This post is going to be a bit different than most. I usually write specifically for this blog and I have a personal journal. Sometimes what I write in my journal inspires what I what for this blog, but usually they are completely separate writings. Today, I am going to write here what I wrote in my personal journal yesterday after what was an extremely difficult night for me.
March 25, 2022
I’ve been avoiding sitting down and writing this for most of the morning. I woke up at 5 am and was able to go back to sleep until 7:30 ish. It’s now 9:37. I’ve been working so hard at avoiding this, that I actually did my physical therapy exercises for my hip, which I haven’t done in well over a year.
I’ve been having trouble falling asleep this week and last night was no different. I went to bed about 10, as usual, and was just laying there, wide awake, while my thoughts stampeded around in my mind. It was all random thoughts running through, like all the different animals from the stampede scene on Jumanji, a few related, but just passing by, keeping me awake none the less.
Suddenly, one of the thoughts separated from the test and attached itself to me. Before I realized what had happened, I was taken into a thought spiral and held there until my heart was racing, I couldn’t catch my breath, and tears were forming in my eyes. I wanted to leave, but I was frozen in place, I felt trapped.

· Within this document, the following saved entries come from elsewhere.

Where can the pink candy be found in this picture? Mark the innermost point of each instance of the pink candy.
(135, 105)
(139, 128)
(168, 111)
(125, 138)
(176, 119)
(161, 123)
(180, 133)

I was able to eventually calm myself down by taking deep breaths and repeating to myself, “I’m safe,” over and over, out loud with each breath I took.
When I finally fell asleep, I had weird dreams all night. Of course, I don’t remember them, but one of them woke me up and I had to remind myself that I wasn’t married anymore, well technically I am, but not really, we’re just waiting for the courts to catch up to us. When I woke up that time, I thought he was in bed with me. Needless to say, it tool me a little bit to fall back to sleep.
I don’t understand why I feel like I’ve made so much progress, then BAM, I get thrown backwards.